Décentralisation au Tchad : albert pahimi padacké critique un système trop centralisé

Tchad

Décentralisation au Tchad : Albert Pahimi Padacké critique un système trop centralisé

L’ancien Premier ministre et sénateur tchadien dénonce la rigidité d’un État central qui freine l’autonomie provinciale et appelle à des réformes structurelles pour un développement local.

Albert Pahimi Padacké lors d'une conférence sur la décentralisation au Tchad

Un diagnostic sans appel sur l’administration tchadienne

Albert Pahimi Padacké, ancien Premier ministre et figure incontournable de la politique tchadienne, a animé une conférence marquante sur le rôle des conseils provinciaux. Dans un amphithéâtre Idriss Déby Itno de l’École Nationale d’Administration (ENA) bondé, il a partagé une vision sans concession de la décentralisation au Tchad. Le thème, « De la décentralisation dans la dynamique du développement : cas des conseils provinciaux », a suscité un vif intérêt parmi les cadres, étudiants et acteurs politiques présents.

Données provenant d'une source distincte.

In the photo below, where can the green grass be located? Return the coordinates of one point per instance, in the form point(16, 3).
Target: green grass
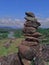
point(12, 49)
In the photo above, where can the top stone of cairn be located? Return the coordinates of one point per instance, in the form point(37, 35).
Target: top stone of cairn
point(30, 14)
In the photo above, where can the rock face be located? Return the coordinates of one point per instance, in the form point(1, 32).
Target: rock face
point(31, 48)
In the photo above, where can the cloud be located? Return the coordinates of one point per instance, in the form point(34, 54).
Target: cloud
point(20, 23)
point(44, 22)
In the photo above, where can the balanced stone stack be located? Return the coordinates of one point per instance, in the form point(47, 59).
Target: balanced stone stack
point(30, 47)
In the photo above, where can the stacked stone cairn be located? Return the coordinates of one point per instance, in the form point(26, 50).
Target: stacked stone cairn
point(30, 47)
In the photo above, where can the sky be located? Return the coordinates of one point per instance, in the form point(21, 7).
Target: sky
point(17, 8)
point(12, 12)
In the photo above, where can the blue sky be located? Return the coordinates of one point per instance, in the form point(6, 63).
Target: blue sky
point(17, 8)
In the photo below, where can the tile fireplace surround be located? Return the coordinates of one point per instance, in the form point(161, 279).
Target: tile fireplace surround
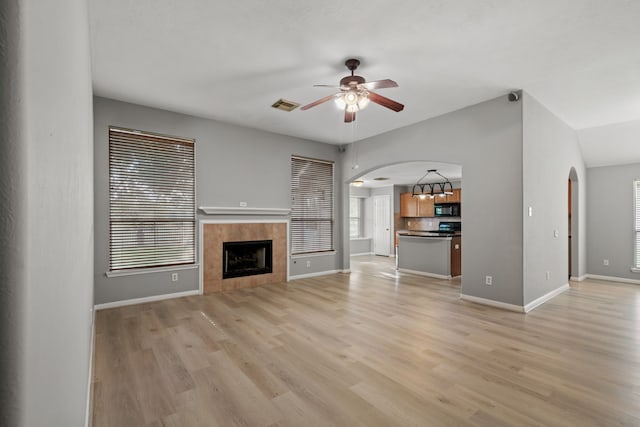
point(214, 233)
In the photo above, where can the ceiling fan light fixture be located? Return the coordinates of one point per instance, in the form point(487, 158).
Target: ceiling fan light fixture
point(356, 93)
point(352, 101)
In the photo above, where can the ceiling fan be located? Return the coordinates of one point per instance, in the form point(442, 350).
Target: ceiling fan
point(355, 93)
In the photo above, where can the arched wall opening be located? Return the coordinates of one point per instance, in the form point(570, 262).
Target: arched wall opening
point(385, 184)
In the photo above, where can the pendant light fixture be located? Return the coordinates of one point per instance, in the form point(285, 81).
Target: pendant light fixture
point(432, 190)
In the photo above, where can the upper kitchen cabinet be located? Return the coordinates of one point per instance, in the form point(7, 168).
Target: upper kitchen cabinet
point(408, 205)
point(425, 207)
point(455, 197)
point(413, 207)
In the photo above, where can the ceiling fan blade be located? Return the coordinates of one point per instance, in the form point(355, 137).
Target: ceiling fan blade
point(385, 102)
point(379, 84)
point(349, 116)
point(319, 101)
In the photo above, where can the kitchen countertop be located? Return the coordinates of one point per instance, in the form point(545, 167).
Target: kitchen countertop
point(427, 233)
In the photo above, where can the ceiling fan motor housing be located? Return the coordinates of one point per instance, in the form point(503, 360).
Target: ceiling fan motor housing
point(352, 81)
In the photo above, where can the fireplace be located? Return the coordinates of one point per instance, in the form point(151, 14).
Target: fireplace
point(247, 258)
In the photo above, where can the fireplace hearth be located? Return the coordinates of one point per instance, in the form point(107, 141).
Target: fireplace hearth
point(246, 258)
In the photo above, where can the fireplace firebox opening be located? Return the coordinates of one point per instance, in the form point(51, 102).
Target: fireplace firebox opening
point(246, 258)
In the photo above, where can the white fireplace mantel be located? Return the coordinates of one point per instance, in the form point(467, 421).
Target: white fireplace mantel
point(214, 210)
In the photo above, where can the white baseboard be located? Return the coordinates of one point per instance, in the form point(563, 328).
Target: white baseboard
point(423, 273)
point(544, 298)
point(612, 279)
point(145, 299)
point(319, 273)
point(492, 303)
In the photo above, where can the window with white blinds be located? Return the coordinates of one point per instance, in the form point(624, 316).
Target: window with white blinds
point(311, 206)
point(152, 200)
point(636, 211)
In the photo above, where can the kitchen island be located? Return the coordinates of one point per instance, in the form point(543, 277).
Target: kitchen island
point(430, 254)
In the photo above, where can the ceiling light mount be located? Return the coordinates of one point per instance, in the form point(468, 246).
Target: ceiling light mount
point(431, 190)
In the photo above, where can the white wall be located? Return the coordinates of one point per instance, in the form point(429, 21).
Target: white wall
point(486, 140)
point(47, 215)
point(610, 223)
point(550, 150)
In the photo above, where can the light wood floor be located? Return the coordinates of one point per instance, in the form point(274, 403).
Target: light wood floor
point(373, 348)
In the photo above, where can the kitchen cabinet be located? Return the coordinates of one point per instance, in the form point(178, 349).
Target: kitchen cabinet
point(415, 207)
point(430, 255)
point(456, 256)
point(425, 207)
point(408, 205)
point(455, 197)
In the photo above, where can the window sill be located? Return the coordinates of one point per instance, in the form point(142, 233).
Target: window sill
point(150, 270)
point(313, 254)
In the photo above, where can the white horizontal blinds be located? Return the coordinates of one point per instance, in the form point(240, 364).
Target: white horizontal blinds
point(152, 200)
point(636, 193)
point(311, 205)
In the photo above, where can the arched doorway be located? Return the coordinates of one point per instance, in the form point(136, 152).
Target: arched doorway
point(390, 182)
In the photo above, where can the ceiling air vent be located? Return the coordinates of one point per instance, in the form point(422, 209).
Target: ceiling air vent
point(283, 104)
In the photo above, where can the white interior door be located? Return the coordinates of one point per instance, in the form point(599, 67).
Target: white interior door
point(382, 225)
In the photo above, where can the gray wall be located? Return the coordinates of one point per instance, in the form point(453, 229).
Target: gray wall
point(550, 151)
point(233, 164)
point(610, 223)
point(486, 140)
point(46, 213)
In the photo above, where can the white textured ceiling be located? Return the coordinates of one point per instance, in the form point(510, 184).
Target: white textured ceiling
point(230, 61)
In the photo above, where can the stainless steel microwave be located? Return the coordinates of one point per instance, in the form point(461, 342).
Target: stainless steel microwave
point(447, 209)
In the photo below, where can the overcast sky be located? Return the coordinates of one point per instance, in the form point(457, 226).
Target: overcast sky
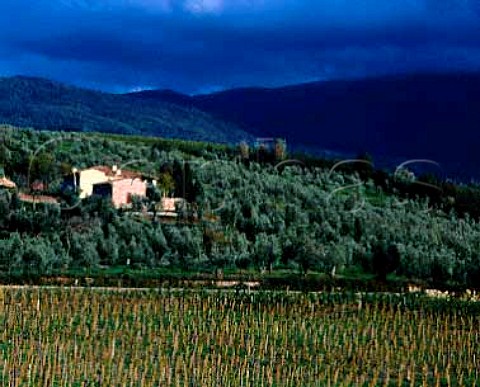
point(196, 46)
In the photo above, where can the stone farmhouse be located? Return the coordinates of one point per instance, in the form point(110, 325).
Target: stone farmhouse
point(112, 182)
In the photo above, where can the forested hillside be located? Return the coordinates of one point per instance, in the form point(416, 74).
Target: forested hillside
point(44, 104)
point(250, 215)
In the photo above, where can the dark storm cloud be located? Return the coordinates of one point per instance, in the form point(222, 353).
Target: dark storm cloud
point(195, 45)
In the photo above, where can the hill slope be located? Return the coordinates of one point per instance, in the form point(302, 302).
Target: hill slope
point(43, 104)
point(434, 116)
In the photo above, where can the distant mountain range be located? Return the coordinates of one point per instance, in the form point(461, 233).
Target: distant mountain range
point(44, 104)
point(395, 118)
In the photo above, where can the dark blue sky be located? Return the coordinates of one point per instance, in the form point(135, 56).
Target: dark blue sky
point(202, 45)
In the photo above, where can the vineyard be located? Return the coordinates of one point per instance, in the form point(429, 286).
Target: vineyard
point(87, 337)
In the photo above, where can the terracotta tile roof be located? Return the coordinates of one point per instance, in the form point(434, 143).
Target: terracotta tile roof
point(37, 198)
point(7, 183)
point(124, 174)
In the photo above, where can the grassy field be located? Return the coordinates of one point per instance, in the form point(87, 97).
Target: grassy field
point(87, 337)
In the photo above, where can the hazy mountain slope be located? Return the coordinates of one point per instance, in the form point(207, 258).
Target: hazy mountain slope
point(43, 104)
point(435, 116)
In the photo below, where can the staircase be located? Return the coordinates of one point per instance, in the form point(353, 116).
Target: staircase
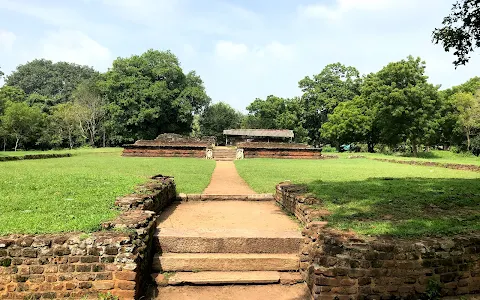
point(249, 243)
point(224, 153)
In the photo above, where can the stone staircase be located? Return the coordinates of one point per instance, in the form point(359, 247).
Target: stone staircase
point(196, 248)
point(224, 153)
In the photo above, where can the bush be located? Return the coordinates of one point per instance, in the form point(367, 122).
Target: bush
point(475, 145)
point(328, 148)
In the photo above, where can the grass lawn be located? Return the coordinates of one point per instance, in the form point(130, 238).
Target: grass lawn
point(434, 155)
point(378, 198)
point(77, 193)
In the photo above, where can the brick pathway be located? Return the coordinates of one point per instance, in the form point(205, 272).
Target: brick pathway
point(226, 181)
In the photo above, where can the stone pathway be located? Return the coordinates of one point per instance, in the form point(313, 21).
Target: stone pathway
point(228, 249)
point(226, 181)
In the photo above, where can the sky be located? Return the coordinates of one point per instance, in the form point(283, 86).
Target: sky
point(242, 49)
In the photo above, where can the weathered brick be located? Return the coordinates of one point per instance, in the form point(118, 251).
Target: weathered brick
point(125, 285)
point(103, 285)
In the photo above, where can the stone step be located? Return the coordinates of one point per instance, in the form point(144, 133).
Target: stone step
point(168, 262)
point(227, 241)
point(214, 197)
point(217, 278)
point(228, 278)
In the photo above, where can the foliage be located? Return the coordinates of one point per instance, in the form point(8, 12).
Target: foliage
point(277, 113)
point(417, 201)
point(468, 113)
point(322, 93)
point(77, 193)
point(22, 122)
point(475, 145)
point(461, 30)
point(218, 117)
point(148, 95)
point(408, 105)
point(55, 81)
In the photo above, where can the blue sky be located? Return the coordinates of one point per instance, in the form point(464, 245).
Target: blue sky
point(242, 49)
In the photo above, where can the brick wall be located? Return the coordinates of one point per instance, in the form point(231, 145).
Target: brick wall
point(115, 260)
point(339, 265)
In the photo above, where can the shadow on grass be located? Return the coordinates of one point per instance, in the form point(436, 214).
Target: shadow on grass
point(402, 207)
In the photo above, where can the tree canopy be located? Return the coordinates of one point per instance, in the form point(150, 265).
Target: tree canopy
point(149, 94)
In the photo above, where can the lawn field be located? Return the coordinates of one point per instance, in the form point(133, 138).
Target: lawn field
point(379, 198)
point(77, 193)
point(444, 157)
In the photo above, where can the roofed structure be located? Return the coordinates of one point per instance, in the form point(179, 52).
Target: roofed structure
point(275, 133)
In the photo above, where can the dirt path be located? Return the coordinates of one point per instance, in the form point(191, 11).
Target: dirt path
point(226, 181)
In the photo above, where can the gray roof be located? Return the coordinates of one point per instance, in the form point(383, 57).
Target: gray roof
point(260, 132)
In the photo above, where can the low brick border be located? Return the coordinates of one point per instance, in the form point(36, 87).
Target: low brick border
point(340, 265)
point(34, 156)
point(116, 260)
point(464, 167)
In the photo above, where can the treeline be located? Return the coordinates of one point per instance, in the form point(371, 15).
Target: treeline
point(46, 105)
point(51, 105)
point(395, 109)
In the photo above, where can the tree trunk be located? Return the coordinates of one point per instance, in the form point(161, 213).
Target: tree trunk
point(414, 148)
point(16, 143)
point(371, 147)
point(468, 141)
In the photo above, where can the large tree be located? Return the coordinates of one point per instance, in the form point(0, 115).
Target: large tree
point(468, 110)
point(408, 106)
point(323, 92)
point(277, 113)
point(460, 30)
point(149, 94)
point(55, 81)
point(218, 117)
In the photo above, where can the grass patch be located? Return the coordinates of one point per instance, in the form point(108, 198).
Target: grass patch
point(376, 198)
point(78, 193)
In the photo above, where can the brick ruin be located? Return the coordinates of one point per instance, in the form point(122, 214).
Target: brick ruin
point(116, 260)
point(170, 145)
point(339, 265)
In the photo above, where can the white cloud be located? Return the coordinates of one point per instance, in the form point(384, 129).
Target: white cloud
point(337, 11)
point(76, 47)
point(229, 50)
point(7, 39)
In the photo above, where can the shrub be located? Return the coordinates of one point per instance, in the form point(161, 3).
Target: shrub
point(475, 145)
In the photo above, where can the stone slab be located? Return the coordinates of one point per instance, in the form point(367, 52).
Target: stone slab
point(168, 262)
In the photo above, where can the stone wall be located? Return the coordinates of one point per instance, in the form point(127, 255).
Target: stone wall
point(339, 265)
point(280, 150)
point(115, 260)
point(466, 167)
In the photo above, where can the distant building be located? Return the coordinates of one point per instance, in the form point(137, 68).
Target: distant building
point(234, 136)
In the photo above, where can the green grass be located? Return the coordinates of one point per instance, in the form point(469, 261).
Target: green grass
point(378, 198)
point(77, 193)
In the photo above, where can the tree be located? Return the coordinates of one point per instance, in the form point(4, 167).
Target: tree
point(461, 30)
point(22, 122)
point(65, 118)
point(353, 121)
point(218, 117)
point(89, 110)
point(408, 106)
point(56, 81)
point(277, 113)
point(322, 93)
point(149, 94)
point(468, 107)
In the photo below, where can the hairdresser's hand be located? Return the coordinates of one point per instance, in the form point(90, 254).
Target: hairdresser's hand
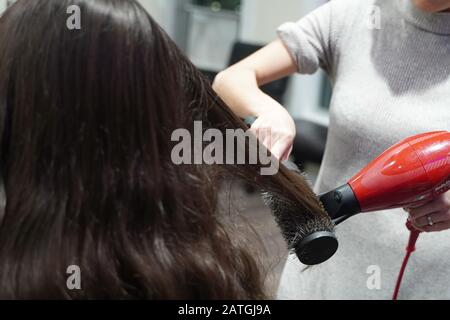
point(432, 217)
point(275, 128)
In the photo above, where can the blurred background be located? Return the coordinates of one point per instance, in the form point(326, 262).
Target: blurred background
point(217, 33)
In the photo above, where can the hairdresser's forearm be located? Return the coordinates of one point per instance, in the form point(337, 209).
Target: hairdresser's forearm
point(239, 88)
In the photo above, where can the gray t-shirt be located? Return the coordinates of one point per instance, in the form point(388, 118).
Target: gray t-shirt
point(389, 83)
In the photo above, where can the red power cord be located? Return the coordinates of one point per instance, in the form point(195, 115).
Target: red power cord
point(413, 237)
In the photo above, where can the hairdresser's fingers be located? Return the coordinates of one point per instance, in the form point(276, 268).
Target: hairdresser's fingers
point(437, 227)
point(287, 154)
point(439, 204)
point(436, 217)
point(281, 148)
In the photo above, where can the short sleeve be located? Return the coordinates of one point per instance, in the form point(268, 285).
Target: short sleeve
point(308, 40)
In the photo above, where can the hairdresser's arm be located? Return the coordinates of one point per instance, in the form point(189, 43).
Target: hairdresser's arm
point(239, 86)
point(432, 217)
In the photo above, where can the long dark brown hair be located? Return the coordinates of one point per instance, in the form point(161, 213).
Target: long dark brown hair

Durant plus de deux heures, le sénateur et président du parti RNDT-Le Réveil a analysé avec précision les blocages du système actuel. Malgré les engagements officiels en faveur de la régionalisation, la réalité révèle une inertie préoccupante : l’État central conserve jalousement ses prérogatives, étouffant toute velléité d’autonomie locale.

Les promesses d’une gouvernance locale renforcée

Pour Pahimi Padacké, la décentralisation n’est pas qu’un concept théorique : c’est un levier essentiel pour accélérer le développement. En transférant des compétences aux provinces, les décisions gagnent en proximité et en efficacité. Santé, éducation, infrastructures… Autant de secteurs où les besoins locaux pourraient être comblés plus rapidement si les conseils provinciaux disposaient des ressources et de l’autonomie nécessaires. « La décentralisation, c’est la promesse d’un Tchad plus juste et plus réactif », a-t-il souligné.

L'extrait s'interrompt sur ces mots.